Adaptive nutrient management is a process whereby farmers can test crop responses to nutrient inputs and adjust field management over time, based on real farm data. The pro-cess is based on recognition that optimizing both yield and input levels will maximize return per acre and minimize the environmental footprint of crop production.

Early in her work Ketterings demonstrated that manure could replace the need for starter nitrogen  in corn fields across a variety of soil types and growing conditions across the state.  She first tested the concept at Table Rock Farm, where the project tracked yields to obtain values for a whole farm mass nutrient balance, a measurement of nutrient surplus or deficit, to evaluate the impact of management changes.  

“We look to achieve long term benefits here of improved soil health, increased yields and a better economic bottom line.”

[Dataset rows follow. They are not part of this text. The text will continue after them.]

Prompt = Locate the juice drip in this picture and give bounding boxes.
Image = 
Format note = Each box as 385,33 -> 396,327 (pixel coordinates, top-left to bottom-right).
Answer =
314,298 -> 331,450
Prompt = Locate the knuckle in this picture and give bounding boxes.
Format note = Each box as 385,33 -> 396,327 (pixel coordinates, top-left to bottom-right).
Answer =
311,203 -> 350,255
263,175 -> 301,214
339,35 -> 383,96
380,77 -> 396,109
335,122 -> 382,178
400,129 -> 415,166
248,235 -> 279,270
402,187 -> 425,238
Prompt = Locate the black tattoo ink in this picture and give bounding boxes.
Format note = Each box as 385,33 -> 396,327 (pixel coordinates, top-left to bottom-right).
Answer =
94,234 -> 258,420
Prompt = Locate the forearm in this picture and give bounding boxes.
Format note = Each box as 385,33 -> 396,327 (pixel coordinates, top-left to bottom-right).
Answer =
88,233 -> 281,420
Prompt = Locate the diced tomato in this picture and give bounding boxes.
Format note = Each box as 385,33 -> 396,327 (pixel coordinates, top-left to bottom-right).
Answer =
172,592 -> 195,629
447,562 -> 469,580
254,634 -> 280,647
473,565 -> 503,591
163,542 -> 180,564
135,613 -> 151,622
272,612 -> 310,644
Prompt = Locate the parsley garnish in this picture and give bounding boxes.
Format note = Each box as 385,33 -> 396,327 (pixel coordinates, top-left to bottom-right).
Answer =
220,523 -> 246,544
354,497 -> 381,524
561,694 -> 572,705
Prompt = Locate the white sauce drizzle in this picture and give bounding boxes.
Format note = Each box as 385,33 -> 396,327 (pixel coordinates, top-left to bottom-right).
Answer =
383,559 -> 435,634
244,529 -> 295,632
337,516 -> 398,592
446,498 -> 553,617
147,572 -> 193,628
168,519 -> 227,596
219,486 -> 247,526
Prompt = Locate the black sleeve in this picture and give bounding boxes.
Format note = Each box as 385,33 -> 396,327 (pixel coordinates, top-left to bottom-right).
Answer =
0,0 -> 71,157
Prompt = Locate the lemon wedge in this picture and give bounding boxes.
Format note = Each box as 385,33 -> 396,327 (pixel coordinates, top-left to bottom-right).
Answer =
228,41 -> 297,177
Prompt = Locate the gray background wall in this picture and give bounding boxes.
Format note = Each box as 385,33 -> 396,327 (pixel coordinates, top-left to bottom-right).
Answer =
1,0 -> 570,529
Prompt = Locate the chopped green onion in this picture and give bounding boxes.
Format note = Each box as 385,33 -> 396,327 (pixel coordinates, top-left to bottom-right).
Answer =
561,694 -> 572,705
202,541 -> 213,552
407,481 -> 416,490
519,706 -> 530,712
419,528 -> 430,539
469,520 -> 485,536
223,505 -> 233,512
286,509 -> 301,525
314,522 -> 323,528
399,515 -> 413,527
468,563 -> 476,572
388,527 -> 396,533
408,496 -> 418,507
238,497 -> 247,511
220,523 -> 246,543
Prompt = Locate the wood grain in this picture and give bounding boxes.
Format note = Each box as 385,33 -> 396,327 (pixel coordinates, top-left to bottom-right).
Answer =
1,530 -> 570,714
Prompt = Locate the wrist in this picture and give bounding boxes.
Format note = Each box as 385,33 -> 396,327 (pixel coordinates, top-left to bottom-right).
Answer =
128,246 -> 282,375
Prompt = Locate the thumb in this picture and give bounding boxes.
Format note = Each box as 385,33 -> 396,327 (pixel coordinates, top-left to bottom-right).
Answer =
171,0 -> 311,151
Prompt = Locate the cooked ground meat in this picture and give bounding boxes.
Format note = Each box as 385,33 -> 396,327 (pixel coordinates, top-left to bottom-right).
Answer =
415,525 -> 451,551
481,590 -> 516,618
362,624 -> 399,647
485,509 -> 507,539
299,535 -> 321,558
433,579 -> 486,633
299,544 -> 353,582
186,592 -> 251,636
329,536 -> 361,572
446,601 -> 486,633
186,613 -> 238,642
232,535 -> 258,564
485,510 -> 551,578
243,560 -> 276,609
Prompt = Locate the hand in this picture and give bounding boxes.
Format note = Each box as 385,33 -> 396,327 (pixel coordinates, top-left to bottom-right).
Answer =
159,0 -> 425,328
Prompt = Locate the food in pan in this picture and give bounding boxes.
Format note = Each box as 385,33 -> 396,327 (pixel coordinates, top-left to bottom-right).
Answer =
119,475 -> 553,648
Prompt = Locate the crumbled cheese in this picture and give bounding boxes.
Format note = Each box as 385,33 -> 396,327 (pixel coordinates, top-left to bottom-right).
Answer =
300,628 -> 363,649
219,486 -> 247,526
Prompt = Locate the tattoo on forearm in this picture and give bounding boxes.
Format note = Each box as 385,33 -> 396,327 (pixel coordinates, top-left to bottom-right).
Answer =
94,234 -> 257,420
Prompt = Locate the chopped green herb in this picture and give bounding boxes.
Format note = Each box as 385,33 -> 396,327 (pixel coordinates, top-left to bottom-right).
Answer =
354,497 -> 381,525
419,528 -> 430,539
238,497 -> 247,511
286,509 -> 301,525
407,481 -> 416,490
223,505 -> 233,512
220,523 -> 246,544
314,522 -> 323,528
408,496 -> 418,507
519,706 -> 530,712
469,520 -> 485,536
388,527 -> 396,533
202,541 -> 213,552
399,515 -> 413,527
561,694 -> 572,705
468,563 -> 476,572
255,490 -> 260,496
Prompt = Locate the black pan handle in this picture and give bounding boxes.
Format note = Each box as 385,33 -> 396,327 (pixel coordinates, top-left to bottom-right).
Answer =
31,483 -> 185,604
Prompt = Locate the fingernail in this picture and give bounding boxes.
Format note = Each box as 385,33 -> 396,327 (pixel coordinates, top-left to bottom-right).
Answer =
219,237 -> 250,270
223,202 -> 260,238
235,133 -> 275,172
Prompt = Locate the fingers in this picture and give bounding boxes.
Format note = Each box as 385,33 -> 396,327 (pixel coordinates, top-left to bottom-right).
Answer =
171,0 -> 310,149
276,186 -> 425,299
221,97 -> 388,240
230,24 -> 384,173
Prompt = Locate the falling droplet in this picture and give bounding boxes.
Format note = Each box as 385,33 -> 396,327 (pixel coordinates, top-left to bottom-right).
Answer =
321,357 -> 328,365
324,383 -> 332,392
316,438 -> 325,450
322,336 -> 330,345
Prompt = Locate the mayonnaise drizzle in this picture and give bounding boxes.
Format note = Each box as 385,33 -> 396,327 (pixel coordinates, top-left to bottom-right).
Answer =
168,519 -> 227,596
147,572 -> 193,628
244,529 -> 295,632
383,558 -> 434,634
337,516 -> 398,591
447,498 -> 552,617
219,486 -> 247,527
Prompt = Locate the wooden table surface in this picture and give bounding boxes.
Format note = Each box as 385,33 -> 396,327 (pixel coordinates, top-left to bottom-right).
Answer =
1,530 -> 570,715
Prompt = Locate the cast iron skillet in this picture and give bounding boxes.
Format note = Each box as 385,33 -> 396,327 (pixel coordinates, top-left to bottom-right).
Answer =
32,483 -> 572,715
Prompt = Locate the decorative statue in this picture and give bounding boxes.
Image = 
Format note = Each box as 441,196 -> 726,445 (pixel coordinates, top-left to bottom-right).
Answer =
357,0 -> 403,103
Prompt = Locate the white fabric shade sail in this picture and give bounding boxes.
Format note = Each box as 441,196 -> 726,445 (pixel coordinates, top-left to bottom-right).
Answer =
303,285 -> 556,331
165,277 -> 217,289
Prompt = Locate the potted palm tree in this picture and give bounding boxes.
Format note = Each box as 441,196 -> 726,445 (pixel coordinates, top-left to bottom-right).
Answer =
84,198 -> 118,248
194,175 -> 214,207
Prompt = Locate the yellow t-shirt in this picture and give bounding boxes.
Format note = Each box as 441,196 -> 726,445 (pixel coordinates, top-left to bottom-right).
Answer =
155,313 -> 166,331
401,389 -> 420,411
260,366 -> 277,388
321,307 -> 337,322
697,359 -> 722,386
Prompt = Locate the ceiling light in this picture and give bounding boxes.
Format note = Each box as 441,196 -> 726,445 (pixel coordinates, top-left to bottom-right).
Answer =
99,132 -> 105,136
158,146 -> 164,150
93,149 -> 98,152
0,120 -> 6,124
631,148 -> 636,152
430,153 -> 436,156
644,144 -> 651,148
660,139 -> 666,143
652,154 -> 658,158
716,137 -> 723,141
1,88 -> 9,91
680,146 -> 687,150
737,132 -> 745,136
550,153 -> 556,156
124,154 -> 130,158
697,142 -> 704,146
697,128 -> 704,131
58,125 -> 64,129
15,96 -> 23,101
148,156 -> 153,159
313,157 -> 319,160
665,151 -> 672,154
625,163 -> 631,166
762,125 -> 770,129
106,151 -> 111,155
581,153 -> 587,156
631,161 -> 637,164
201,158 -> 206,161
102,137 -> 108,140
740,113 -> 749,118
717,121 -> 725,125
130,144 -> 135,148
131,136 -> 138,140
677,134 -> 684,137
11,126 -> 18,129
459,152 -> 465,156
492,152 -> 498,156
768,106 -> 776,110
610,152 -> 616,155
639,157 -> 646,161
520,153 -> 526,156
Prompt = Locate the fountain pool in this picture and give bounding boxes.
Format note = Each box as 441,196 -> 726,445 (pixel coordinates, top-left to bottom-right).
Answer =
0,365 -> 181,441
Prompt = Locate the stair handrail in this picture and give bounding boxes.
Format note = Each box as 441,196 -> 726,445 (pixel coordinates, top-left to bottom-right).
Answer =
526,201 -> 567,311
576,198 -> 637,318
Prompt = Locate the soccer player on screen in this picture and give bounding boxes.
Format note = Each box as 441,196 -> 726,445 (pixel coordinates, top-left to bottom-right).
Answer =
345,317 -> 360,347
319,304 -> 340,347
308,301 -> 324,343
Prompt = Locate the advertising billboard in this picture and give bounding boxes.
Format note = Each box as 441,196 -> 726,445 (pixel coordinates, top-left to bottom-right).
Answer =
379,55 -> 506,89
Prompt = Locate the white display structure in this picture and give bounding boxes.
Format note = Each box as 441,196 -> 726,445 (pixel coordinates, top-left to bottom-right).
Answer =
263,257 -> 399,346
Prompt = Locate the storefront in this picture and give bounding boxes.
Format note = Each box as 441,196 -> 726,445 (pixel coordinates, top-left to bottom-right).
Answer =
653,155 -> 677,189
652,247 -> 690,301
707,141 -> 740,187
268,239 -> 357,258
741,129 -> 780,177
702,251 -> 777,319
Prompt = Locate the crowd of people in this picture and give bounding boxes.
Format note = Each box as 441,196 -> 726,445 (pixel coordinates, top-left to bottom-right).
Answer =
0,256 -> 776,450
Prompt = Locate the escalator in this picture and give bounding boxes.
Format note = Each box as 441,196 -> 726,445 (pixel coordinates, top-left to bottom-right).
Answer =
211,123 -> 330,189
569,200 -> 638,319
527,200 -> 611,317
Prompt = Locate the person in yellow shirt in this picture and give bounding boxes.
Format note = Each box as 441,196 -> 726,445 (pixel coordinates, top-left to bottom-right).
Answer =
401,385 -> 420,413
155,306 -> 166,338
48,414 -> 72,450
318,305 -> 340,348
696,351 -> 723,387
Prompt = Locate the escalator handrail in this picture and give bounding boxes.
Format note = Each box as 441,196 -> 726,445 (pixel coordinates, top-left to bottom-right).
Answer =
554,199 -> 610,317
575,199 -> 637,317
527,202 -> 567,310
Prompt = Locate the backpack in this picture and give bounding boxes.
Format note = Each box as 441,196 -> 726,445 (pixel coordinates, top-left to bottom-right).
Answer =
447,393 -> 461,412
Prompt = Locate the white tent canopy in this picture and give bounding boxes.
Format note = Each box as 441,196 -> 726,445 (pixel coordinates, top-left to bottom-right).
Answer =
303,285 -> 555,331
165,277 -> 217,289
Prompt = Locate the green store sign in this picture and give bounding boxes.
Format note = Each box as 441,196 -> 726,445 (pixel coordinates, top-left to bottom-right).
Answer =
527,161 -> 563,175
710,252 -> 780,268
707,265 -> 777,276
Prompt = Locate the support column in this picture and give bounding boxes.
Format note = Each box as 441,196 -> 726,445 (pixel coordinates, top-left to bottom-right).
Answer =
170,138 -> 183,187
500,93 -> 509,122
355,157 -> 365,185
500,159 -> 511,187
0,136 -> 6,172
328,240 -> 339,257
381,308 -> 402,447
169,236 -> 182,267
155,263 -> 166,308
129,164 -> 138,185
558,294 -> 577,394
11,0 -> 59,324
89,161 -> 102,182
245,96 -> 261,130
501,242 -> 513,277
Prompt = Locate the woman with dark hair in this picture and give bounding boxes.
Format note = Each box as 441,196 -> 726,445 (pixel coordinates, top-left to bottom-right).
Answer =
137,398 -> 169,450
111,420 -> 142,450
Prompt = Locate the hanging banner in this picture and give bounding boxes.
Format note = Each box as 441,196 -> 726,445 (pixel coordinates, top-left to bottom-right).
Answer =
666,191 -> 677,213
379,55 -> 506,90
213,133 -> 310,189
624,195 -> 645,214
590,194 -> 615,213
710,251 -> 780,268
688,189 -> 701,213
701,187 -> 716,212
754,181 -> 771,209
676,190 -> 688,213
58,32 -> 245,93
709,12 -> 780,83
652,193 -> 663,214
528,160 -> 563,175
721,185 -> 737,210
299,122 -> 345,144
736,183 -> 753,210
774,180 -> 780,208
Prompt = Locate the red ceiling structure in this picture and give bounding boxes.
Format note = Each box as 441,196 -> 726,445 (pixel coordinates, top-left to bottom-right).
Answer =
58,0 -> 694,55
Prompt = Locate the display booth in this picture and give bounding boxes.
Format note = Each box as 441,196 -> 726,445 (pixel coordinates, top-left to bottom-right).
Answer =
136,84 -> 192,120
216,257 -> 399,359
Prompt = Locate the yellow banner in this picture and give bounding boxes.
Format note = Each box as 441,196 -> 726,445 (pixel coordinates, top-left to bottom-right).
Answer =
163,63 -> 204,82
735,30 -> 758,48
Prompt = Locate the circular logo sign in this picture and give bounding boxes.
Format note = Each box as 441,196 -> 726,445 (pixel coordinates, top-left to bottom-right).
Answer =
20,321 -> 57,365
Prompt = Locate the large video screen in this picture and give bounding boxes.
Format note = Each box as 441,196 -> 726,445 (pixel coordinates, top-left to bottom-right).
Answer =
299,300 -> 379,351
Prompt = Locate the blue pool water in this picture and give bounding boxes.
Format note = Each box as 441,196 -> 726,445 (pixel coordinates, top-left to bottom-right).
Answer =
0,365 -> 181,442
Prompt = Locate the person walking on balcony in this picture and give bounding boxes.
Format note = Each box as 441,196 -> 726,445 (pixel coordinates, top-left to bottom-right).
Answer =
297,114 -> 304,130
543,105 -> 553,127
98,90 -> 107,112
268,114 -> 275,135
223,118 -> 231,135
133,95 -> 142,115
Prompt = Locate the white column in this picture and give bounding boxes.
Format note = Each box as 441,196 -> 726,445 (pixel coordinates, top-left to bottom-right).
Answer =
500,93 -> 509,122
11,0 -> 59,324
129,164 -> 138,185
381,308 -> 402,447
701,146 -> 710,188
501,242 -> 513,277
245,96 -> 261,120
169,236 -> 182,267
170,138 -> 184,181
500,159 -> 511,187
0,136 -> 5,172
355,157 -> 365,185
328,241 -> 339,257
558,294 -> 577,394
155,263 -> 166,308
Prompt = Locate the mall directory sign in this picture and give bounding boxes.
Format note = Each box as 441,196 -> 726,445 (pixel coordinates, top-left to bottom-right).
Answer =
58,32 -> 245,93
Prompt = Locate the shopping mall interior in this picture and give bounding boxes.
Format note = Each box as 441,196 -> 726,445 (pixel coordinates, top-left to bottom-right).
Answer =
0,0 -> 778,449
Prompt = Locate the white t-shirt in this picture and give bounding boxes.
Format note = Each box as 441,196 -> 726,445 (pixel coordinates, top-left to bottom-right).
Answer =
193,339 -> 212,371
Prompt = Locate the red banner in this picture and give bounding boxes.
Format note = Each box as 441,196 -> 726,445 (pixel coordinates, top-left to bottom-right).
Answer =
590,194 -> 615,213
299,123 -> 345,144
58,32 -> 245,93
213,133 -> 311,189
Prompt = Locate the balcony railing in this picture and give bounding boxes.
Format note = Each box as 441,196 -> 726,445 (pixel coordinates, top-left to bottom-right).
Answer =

Willard DeGolyer, Table Rock Farm

As a result of the on-farm experimentation and willingness and interest in the farm crew to improve on management, the farm’s nutrient balance decreased 13% for nitrogen, 29% for phosphorus and 46% for potassium in the past nine years, while milk production increased
over time.

“These are impressive numbers from an environmental perspective, and there’s a definite positive economic impact for the farm.” said Ketterings.

In subsequent projects, Ketterings compared manure application methods and rates to evaluate the  effect on both yield and forage quality. Rates of 12,000 gallons and 15,000 gallons per acre were compared to the farm’s standard practice of applying 9,000 gallons.  After three years, the data showed no benefits to increasing the rate. Additionally, the highest rate contributed more phosphorus and potassium to the soil than is ideal for long term nutrient management. Knowing definitively that the lowest application rate achieved the same yield allows farms to make better decisions.

Following the manure application project, 13 articles were published, 7 presentations were given and 934 farms were reached with information about the best management practices.